Abrindo portas, o Grecom inspirou a criação de outros grupos de pesquisas na UFRN, como é o caso do Marginália, coordenado pelos professores Alex e Fagner. Sendo um grupo mais recente, trabalha com as abordagens, os métodos e dinâmicas de pesquisas dos integrantes. Desenvolvendo análises dos projetos de cada um e realizando oficinas do pensamento, atividades de exposição e discussão de textos, além de debates com convidados especiais. Assim como o Grecom, participam do Marginália pesquisadores de áreas distintas, dos campos da história, comunicação, sociologia e tecnologia.
Os dois grupos de pesquisa atuam como fomentadores para que os pesquisadores tenham um espaço de discussão sobre seus métodos e conheça referências em diferentes áreas, para que a visão sobre o objeto de pesquisa ganhe amplitude. Do contrário, metodologias e autores continuarão sendo utilizados para que se chegue aos mesmos resultados já obtidos anteriormente por outros pesquisadores.

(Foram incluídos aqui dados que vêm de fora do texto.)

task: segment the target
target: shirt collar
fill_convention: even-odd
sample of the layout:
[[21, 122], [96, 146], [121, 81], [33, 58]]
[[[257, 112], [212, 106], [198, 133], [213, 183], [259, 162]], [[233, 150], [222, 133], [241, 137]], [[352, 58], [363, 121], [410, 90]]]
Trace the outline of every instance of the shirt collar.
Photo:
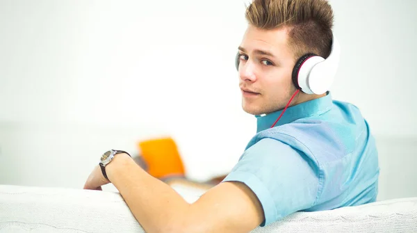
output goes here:
[[[322, 97], [309, 100], [295, 106], [288, 107], [275, 127], [292, 122], [296, 120], [321, 115], [332, 108], [333, 102], [329, 92]], [[279, 110], [265, 115], [255, 115], [257, 120], [256, 133], [270, 128], [282, 110]]]

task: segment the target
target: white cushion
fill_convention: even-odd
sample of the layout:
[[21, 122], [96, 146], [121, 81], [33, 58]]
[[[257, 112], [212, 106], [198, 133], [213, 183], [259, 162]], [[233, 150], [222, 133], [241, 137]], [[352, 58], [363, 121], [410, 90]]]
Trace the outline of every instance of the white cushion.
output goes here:
[[[117, 192], [0, 185], [0, 232], [144, 232]], [[417, 232], [417, 198], [297, 212], [252, 232]]]

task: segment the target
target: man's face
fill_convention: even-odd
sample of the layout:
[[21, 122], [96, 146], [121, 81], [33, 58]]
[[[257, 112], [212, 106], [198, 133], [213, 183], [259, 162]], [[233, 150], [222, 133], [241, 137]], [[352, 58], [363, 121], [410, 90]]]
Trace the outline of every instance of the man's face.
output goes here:
[[248, 113], [282, 109], [296, 90], [291, 81], [295, 61], [287, 31], [247, 27], [239, 47], [239, 87], [242, 107]]

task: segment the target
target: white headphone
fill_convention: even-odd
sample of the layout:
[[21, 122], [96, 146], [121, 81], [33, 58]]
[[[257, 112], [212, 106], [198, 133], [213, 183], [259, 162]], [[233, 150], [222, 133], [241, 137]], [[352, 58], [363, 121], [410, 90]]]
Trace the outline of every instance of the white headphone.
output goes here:
[[[306, 94], [321, 95], [329, 90], [338, 66], [341, 48], [333, 34], [332, 51], [327, 58], [308, 54], [295, 63], [293, 69], [293, 83], [297, 89]], [[239, 69], [239, 54], [236, 55], [236, 67]]]

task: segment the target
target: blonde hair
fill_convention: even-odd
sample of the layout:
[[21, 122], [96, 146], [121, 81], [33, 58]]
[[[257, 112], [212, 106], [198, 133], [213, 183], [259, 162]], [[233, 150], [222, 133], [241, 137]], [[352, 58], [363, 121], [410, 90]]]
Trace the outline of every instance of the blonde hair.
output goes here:
[[245, 17], [261, 29], [287, 27], [295, 60], [308, 53], [325, 58], [330, 54], [334, 16], [325, 0], [254, 0]]

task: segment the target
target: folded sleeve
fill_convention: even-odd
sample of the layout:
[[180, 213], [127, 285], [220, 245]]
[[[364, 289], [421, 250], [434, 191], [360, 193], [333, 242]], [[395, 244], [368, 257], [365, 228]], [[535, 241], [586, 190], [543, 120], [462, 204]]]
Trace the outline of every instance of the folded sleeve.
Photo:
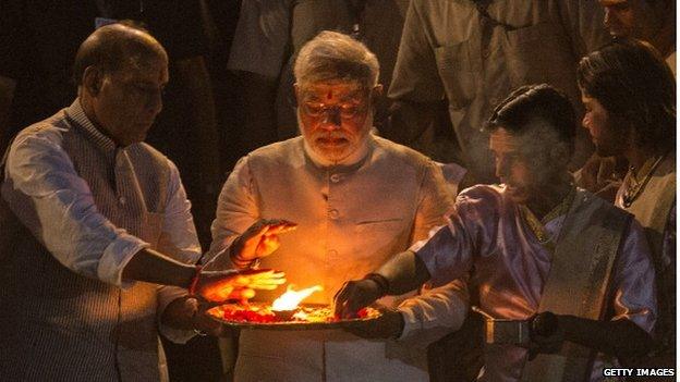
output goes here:
[[2, 197], [35, 237], [72, 271], [117, 286], [127, 261], [148, 243], [97, 209], [53, 130], [22, 134], [10, 150]]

Alex Galeno e Fagner Torres explicam que, para Morin, embora cada pesquisador precise ter o domínio de alguns métodos de pesquisa, o essencial é que ele ouse e busque para além de sua área. “As disciplinas e as especialidades são importantes e necessárias, mas seus conceitos explicativos encontram limites na pesquisa e aí, por vezes, é necessário abrir-se ao diálogo com as outras áreas do conhecimento, promover um encontro de saberes. Pensamos que é nesse tensionamento, nessa fricção das ideias, nessa porosidade disciplinar que algo de novo pode advir”, concluem.